A and I are about to leave Hong Kong for good in a couple days, embarking on a new journey to Beijing and Lijiang before we will return to Oslo. But here are my final thoughts on what can only be described as the greatest 5 months of my life so far (minus the part about not having my husband with me, naturally!).

When going to a new, unfamiliar place, everyone has one not so simple choice to make. Either ignore whatever makes this place different and life in your comfort zone or embrace it with everything you have, even if that means you will feel like a fish out of water. And a fish out of water I was (after all this blog is called a bird loves a fish…).
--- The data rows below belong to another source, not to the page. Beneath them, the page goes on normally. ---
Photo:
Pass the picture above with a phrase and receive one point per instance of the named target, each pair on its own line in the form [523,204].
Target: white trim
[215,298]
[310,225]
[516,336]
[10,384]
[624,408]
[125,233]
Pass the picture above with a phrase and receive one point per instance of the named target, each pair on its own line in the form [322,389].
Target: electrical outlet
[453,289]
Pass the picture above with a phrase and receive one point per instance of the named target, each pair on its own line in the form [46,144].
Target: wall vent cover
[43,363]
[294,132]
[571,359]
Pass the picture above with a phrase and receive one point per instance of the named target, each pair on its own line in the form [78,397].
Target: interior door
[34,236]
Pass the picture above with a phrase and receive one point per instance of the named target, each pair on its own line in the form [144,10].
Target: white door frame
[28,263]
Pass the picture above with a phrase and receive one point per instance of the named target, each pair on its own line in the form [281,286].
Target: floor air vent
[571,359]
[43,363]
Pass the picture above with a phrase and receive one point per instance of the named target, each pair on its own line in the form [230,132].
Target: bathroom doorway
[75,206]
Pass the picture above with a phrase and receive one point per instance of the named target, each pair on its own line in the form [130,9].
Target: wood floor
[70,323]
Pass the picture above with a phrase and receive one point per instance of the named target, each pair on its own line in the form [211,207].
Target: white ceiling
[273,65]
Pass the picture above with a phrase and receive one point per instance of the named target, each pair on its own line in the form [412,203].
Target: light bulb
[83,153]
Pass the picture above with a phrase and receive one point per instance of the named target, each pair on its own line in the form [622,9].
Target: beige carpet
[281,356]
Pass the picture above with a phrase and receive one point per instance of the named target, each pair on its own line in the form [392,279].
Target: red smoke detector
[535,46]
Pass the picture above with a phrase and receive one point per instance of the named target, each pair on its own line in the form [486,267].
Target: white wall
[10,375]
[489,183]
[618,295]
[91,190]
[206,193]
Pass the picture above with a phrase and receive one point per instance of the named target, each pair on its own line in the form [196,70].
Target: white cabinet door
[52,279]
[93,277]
Making that choice was easy, probably because I’v made that choice so many times already, that it comes natural to me. I wanted to understand the Chinese ways, I wanted to understand the relationship with food, the relationship with nature and mostly the relationship with one another.

In some cultures, it is a bit easier to relate for instance to the relationship that people have with food. In Italy, for instance, you will not have any problems with sitting down with the locals eating whatever they’re eating. Chances are, it is better than anything you ever had where you are living, especially compared to what your home calls ‘Italian’ food.
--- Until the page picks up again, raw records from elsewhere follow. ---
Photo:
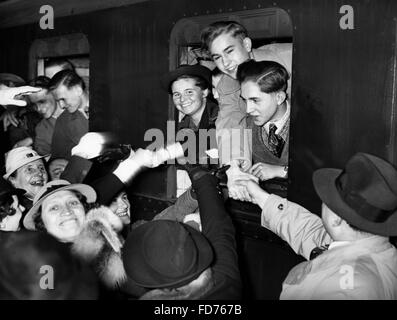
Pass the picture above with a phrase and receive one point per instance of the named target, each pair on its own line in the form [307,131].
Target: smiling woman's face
[121,207]
[63,215]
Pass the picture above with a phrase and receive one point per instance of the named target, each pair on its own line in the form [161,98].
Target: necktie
[317,251]
[275,142]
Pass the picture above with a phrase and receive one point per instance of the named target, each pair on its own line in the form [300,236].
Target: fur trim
[99,244]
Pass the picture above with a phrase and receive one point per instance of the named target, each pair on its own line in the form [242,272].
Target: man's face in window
[69,98]
[229,52]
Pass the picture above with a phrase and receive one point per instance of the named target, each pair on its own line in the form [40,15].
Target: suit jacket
[69,128]
[232,109]
[362,269]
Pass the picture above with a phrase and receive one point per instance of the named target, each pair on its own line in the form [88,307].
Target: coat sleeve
[232,136]
[218,228]
[302,230]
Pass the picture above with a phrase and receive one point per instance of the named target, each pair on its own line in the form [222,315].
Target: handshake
[93,144]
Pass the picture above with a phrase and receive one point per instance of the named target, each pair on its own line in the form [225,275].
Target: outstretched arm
[302,230]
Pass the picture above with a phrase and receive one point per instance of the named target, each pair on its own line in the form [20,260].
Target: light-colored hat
[49,189]
[18,157]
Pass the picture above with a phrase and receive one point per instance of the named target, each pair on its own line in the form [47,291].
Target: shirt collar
[338,244]
[280,123]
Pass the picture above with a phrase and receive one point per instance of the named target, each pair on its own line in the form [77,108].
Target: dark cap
[186,70]
[165,254]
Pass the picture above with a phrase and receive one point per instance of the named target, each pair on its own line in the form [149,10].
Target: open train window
[46,52]
[264,26]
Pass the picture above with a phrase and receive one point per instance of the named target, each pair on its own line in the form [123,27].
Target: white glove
[171,152]
[90,145]
[7,95]
[236,190]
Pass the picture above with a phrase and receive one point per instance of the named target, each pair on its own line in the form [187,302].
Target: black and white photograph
[221,151]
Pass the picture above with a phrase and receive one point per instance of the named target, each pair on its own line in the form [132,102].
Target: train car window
[265,26]
[47,53]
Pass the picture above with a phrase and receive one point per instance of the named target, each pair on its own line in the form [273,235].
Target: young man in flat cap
[349,252]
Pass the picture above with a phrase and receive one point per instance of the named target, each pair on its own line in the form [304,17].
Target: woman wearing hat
[350,254]
[10,211]
[63,210]
[66,211]
[171,260]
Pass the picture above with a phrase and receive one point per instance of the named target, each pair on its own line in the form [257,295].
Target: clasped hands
[244,186]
In other cultures, it is a bit more challenging. I can guarantee you that what ever you perceived as Chinese food (especially in Western cultures) is everything but Chinese. So embracing the experience can be very difficult. After all, eating chicken feet in Hong Kong doesn’t quite compare to eating Lasagna in Rome, does it now? But if you want the full experience, you go for it, no matter how loud the voice in your head screams “NOOOOOOOOOOOOO”. After all:

But if being in Hong Kong has taught me many things. One of them is, that apparently anything is edible even if it shouldn’t be and that going out of your comfort zone, is the best possible way to embrace the culture.

I learnt about how to not care if anyone is listening in on your conversation on your phone and the louder you speak, the more people will be part of your conversation. I learnt that it’s totally cool playing a 90s video game on your smart phone with loud music on public transportation without any hesitation. I also learnt that walking whit your eyes glued to your smartphone screen is a thing and that people will not pay attention to you, not even when you elbow them in their chests (yes, also learnt that from experience, although I will not tell you how that came about, because it might make me seem like a vicious person, which I am not. Let’s just say I get easily irritated, when people don’t pay attention).
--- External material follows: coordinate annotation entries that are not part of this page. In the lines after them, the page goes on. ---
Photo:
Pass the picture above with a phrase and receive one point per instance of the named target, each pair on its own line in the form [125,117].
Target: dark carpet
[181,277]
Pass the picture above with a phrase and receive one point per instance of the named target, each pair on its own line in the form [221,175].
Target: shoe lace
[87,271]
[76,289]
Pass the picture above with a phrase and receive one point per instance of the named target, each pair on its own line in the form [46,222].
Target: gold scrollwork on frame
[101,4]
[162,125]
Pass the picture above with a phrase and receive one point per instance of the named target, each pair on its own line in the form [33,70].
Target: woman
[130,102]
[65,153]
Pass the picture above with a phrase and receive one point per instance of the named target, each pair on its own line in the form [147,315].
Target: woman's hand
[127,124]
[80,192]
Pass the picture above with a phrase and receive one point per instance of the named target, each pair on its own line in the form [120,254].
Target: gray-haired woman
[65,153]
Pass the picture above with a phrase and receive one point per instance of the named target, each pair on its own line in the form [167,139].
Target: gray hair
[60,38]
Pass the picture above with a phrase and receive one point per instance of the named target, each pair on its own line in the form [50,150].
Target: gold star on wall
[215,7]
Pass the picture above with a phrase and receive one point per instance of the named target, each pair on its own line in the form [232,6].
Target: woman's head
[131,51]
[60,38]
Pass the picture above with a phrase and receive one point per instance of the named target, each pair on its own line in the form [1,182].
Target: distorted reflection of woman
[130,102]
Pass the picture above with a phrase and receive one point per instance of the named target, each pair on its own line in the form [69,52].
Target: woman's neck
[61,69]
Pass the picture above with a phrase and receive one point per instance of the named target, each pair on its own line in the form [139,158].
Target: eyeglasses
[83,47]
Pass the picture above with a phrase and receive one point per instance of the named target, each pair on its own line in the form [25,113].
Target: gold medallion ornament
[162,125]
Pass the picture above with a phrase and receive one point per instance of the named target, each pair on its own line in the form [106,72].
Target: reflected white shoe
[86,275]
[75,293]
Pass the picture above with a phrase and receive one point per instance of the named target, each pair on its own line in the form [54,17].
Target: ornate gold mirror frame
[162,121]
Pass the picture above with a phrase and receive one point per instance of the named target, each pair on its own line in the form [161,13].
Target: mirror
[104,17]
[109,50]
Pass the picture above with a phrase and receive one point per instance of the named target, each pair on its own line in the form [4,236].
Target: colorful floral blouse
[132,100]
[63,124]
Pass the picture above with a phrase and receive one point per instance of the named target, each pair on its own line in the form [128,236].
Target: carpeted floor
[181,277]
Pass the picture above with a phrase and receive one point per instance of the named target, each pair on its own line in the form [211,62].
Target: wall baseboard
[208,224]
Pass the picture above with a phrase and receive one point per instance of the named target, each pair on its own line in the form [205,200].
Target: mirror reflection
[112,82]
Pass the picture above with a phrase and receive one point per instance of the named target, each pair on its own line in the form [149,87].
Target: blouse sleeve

I learnt to hike high mountains by walking up endless flights of stairs and I learnt that sweat can feel like a second skin, which most of the year it is, to locals anyways. I learnt how to haggle and how to tune down my gag reflex, when smelling things, that no one ever should be smelling (I’ll spare you details of this…).

I will let you in on one last secret before I leave Hong Kong for good: Hong Kong beyond everything has exceeded my expectations. Hong Kong will forever have a very special place in my heart. And having to leave Hong Kong will be difficult but I am thankful for all the memories I made and all the stories I have to tell. Like this one for instance, this crazy guy on Cheung Chau thought it would be a great idea to climb up this rock, just so he could feel like he conquered the world and quite honestly, just like he did, Hong Kong conquered me.